When I’m facing problems I just lash out.
But I’d rather laugh now.
If it’s me and you, I’ll take your pain and all its lashings.
Then at least your demons wouldn’t have to act out.

Life is just differing variations of the truth.
I’m not above all the mistakes we’ve grown accustomed to.
I just want a fresh start.
and to move on from all my worst ways I was stuck in too.

I’m need to part ways with whatever doesn’t serve God’s purpose for me.
My life’s mission is incomplete,
if her spirit isn’t moving in tandem with me.
There’s too many pages of lines and thoughts from D that the world never should see.
Every time the pen bleeds,
I gain more insight inevitably.

I made a bad religion out of questioning my worth.
I thought love gave definition to the man that I am.
Even the purest church could wash me clean from these waves full of sins.
I just need to pull myself away from this stagnant stage that I’m in.

Again and again.
I’m saved by the pen.
But also torn by the words.
My heart’s breaking and then
My future and my past throw haymakers like heavyweights in this bitch.
Is this even manhood if my inner child hasn’t had his phases of wins?

I hope that filling these pages with my soul cement my adolescent’s healing.
Looking at the two hand prints I left in the driveway of my old house and my layers start peeling.

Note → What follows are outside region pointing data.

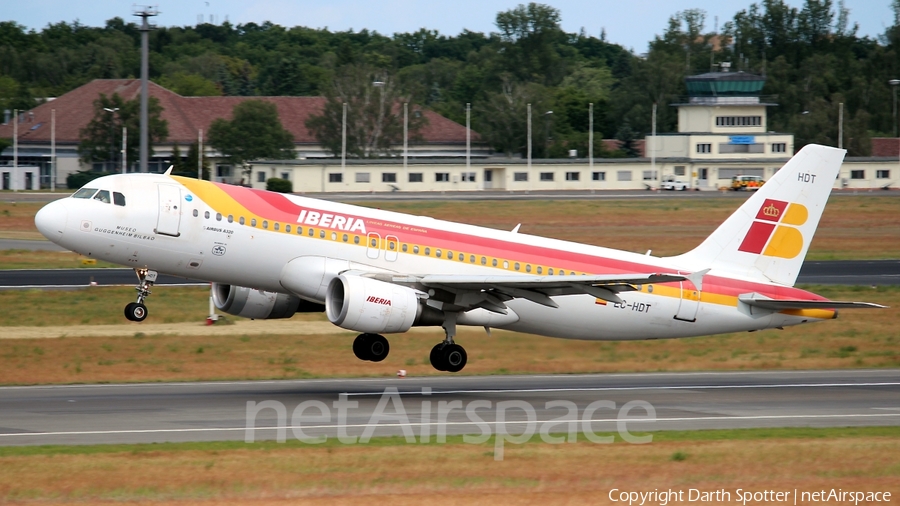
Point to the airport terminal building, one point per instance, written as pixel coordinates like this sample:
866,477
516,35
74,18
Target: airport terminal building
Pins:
722,132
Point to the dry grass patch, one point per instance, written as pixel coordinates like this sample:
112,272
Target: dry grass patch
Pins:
28,259
390,471
861,338
17,220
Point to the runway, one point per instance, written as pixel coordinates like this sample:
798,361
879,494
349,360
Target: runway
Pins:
640,403
848,272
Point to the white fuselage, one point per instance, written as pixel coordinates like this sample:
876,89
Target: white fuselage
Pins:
181,227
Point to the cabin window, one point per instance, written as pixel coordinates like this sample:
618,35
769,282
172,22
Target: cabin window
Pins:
102,196
84,193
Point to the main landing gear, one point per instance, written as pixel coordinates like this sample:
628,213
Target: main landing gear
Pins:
371,347
137,311
445,356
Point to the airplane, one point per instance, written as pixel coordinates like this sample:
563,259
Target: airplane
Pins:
271,255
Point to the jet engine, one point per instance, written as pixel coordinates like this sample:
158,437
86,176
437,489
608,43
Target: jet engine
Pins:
371,306
259,304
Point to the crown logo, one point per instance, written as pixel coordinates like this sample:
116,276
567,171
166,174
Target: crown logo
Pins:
771,211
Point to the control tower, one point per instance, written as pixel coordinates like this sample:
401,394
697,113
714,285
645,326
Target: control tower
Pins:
723,121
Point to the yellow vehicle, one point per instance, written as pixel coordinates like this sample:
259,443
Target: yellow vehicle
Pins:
746,183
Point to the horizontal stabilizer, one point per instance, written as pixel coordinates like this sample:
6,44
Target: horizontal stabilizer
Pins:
761,302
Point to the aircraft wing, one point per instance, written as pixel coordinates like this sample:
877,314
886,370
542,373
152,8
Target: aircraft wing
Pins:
491,292
762,302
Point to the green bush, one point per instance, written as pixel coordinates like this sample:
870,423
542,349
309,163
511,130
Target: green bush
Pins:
78,179
279,185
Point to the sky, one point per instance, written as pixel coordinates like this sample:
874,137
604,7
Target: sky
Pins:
630,23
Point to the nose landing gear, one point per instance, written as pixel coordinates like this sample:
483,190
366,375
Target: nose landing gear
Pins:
137,311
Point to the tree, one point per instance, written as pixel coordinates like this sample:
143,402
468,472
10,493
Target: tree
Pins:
374,113
254,133
529,36
101,139
502,119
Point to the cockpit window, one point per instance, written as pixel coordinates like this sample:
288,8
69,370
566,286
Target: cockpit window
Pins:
102,196
84,193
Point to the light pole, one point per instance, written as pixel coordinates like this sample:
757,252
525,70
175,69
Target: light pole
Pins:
145,12
529,138
112,140
548,118
894,83
591,135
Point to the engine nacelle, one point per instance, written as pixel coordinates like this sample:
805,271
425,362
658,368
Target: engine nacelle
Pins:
369,305
257,304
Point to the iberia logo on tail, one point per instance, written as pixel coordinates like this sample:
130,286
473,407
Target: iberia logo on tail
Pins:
773,232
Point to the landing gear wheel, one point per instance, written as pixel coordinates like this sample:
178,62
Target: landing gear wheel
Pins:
136,312
437,357
371,347
455,357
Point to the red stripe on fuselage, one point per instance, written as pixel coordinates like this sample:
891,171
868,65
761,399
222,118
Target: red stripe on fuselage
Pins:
277,207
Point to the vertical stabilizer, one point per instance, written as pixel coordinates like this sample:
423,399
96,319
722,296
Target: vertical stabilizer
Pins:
766,239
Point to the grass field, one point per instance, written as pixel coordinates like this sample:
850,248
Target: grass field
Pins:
390,471
852,227
859,338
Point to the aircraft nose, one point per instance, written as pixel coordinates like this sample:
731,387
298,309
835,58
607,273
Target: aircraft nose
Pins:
50,220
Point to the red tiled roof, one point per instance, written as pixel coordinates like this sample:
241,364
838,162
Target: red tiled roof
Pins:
186,115
885,146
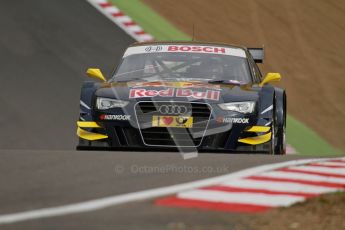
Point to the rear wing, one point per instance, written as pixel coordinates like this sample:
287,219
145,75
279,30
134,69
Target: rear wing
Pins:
258,54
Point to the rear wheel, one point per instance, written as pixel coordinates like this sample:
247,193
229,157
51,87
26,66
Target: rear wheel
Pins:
278,129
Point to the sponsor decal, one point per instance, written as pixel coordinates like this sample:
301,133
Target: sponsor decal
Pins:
172,121
202,49
153,48
173,109
115,117
174,84
231,51
171,92
234,120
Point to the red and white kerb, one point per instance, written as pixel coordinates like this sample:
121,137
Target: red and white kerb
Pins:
122,20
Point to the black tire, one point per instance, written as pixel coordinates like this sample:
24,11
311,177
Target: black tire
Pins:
278,127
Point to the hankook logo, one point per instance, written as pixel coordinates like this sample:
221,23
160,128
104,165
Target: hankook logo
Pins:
173,109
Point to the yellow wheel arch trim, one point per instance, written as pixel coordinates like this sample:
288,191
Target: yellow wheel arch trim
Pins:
256,140
259,129
87,124
90,136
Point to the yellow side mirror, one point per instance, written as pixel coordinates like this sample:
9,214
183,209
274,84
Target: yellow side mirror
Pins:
270,77
95,73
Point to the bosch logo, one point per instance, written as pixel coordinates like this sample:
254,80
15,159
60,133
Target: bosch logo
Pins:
153,48
173,109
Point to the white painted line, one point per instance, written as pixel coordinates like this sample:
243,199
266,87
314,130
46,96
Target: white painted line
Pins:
302,176
105,202
241,198
320,169
278,186
330,163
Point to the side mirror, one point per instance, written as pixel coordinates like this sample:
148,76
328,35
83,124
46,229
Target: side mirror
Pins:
96,73
270,77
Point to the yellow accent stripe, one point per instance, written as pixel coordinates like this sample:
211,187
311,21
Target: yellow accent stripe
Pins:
90,136
88,124
256,140
259,129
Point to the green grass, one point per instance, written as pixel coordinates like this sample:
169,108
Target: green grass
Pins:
149,20
302,138
306,141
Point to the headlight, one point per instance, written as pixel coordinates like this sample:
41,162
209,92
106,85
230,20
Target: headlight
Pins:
241,107
107,103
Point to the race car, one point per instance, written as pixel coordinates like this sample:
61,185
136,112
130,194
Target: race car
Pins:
184,95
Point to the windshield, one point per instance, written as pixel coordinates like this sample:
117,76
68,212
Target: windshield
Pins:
182,66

I just need healthier ways to escape from my all that I’m feeling.
The pad and the ocean breezes are my only reprieving.
Unseen damages erased from the page like messages never sent that I deleted.
All that I can be can’t be all that I’m seeing.
I kmow that the ink blotches gives my depression’s journey its meaning.
This is a shattered heart giving light to dark nights when my happy is fleeting.
I held on to my demons too long now I think I’m scared to release them.
Or maybe I feel like I need em.
Thinking bout all the blessings I lost since I started to send prayers less frequent.
All the sharpened shards that my soul caught must left my spirit leaking & bleeding.
Too many days in the mirror I can’t seem to find D-Simms.
Did I just misplace him or did I leave him?
My mental guard strengthens as my heart’s walls start to weaken.
Cause I started to accept any and everything, especially things not worth keeping.
Who wants a love that feels like climbing to Everest’s peak?
I want a love I can geek in.
I look love in her face and lost faith in her planted seedlings.
The rotted fruit I was eating fell far from my tree.
And now whoever I was has been lost for too many seasons.
Losing myself was self treason.

I had to learn to conquer my father’s rage.
I had to out grow my mother’s words.
And overcome my young lover’s hurt.
And learn to put in the work.
To grow through these growing pains.
Because we grown now and staying stuck in my troubled ways…
Is simply not on the pages.
This journal’s my only company on my darkest of days.

I abandoned my emotions.
Because I felt like a burden if I showed them.
Now I’m a not so young man that’s still shattered and broken.
But to sit in my heartache doesn’t serve where I’m going.
I use to pull the curtain and isolate in the darkness since I’m lonely.
But these words are written to share my failures and successes of growing.
Keeping pain quiet could make suffering feel quite homely.
I started to trick myself into believing my hurt was my home.
I thought for certain I was defined by all the heartless stints I was showing.

But I had to protect myself while I healed.
I had to learn to sit still.
Even with laboured breathing during the nights that were sleepless.
I started to believe the state of hurt I was in was needed.
And deserved because of the person i was growing into being.